Looking at RJ and seeing how happy he is all the time – you wouldn’t think he has been through so much!
At the end of April 2019, I sat and read all the stories on here about all the brave and wonderful cataract kids and parents. Now I’m writing one about our own experience, about our brave and wonderful Emily.
Emily surprised us arriving over 3 weeks early weighing in at 4.1kg after a fairly normal pregnancy. She spent 2 days in the special care nursery due to jaundice but was otherwise a beautiful and healthy little girl and came home at 5 days old.
Emily has always been a happy baby and enjoyed watching her older brother play around her until she was old enough to roll after him and join in. When Emily was 4-5 months old I started to notice her right eye was a little lazy. However, no one else had noticed as it was ever so slight. At our 6-month maternal health nurse appointment I mentioned it to the nurse who said I could get a referral from Emily’s GP to see an ophthalmologist or wait it out as commonly lazy eyes would correct themselves by 12 months of age. [Editor’s note: this advice is incorrect. A lazy eye after the first few weeks of age can indicate a problem and should be investigated immediately by a health professional]. I wasn’t waiting for eye correction so I made the first available appointment with her GP and the first available appointment with an ophthalmologist.
Appointment day came, and when the ophthalmologist said Emily has a juvenile cataract in her right eye I first asked ‘what’s that exactly?’ I knew it was something old people got, right..? When the ophthalmologist explained it to me I started to cry. We had another appointment with the ophthalmologist a few days later and also with an optometrist. Emily had surgery 8 days after diagnosis at 7 months of age. This marked the first day of our journey, the day our hearts were broken and from then on our patience would be tested, daily.

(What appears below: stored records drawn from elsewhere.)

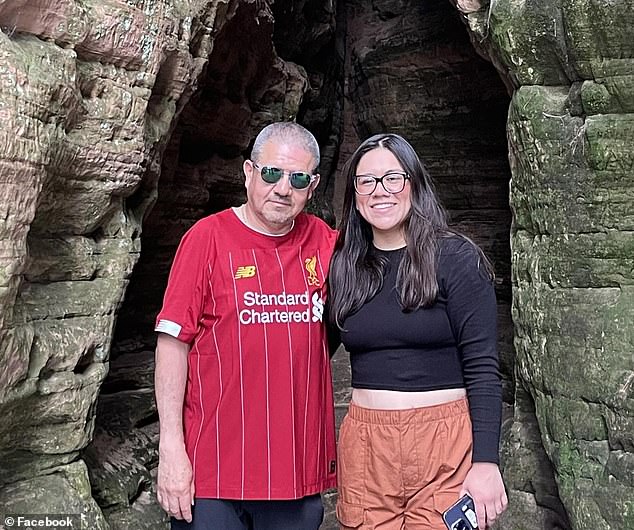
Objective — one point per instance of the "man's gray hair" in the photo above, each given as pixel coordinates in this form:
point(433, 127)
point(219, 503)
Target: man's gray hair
point(287, 132)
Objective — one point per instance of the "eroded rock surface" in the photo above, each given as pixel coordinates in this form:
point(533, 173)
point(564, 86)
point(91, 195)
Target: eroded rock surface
point(124, 121)
point(571, 142)
point(90, 97)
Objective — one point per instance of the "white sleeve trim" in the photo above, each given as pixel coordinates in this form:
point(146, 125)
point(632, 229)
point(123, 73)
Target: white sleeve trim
point(169, 327)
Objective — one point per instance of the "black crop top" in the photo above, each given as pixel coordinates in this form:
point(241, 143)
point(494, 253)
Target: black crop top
point(452, 344)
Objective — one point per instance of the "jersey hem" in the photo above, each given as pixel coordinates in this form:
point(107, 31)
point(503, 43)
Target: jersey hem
point(276, 495)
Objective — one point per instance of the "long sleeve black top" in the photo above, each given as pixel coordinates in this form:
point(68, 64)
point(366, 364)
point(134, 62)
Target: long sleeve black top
point(451, 344)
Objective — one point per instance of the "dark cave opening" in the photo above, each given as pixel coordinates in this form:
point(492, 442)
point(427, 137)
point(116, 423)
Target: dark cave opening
point(404, 67)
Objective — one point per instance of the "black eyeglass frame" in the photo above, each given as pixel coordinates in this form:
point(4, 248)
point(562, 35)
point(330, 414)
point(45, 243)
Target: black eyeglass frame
point(403, 174)
point(292, 176)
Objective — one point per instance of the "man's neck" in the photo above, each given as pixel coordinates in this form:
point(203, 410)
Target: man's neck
point(242, 212)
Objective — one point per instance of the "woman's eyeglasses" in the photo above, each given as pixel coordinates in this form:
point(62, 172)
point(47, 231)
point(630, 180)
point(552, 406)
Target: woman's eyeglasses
point(392, 182)
point(298, 179)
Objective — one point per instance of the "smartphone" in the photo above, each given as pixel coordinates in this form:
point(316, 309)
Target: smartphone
point(461, 515)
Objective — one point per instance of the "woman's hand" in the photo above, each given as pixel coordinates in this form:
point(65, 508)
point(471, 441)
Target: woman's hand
point(484, 484)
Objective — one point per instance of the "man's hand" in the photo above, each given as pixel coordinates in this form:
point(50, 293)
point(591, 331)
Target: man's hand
point(175, 485)
point(484, 484)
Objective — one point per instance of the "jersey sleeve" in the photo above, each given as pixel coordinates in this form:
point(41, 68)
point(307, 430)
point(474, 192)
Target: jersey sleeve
point(184, 296)
point(472, 310)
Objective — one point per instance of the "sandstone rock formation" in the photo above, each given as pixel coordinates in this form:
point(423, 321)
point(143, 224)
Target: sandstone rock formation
point(571, 143)
point(124, 121)
point(90, 95)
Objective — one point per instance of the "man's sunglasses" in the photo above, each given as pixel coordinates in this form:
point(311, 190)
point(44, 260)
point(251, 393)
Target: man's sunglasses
point(298, 179)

The aftercare, eye drops, eye drops, eye drops, appointments, a daily contact lens and the dreaded eye patching. In the beginning we felt so terrible, exhausted and sad but thankful all at the same time. Every contact insertion and removal, I would cry, Emily would cry, we all would cry. I wasn’t able to insert or remove Emily’s contact alone for a few months. Once I learnt to do this alone I was super proud and sometimes could do it with no fuss but sometimes with a lot of difficulty, even still now almost 2 years later. She has her own plunger that she uses to ‘take out’ her Dolly’s contacts, my contact, my husband’s, her brother and anyone else who may be around including the ophthalmologist at her check ups. Emily’s dolls all wear a patch and we are getting in her required patch hours on most days and seeing improvements over time.
This journey has challenged my husband and I but we are stronger than we thought we were and know that we made the right decision to try to save the vision in Emily’s eye. The daily worries and concerns will always remain but we have a perfectly healthy toddler who has never been held back by her aphakic eye. Emily amazes us at how brave and incredible she is to go about her day patched and we hope and pray that when the end of our patching journey comes along we have done all that we can to gain some vision in her aphakic eye.
Lucie was born on 25th January 201x, the smallest of our 3 kids and covered in vernix. While getting her ready to feed for the first time, Lucie opened her eyes and looked up at me. “I think she has some vernix in her eye” I casually said to one of the midwives, thinking absolutely nothing of it, and got back to staring at my baby.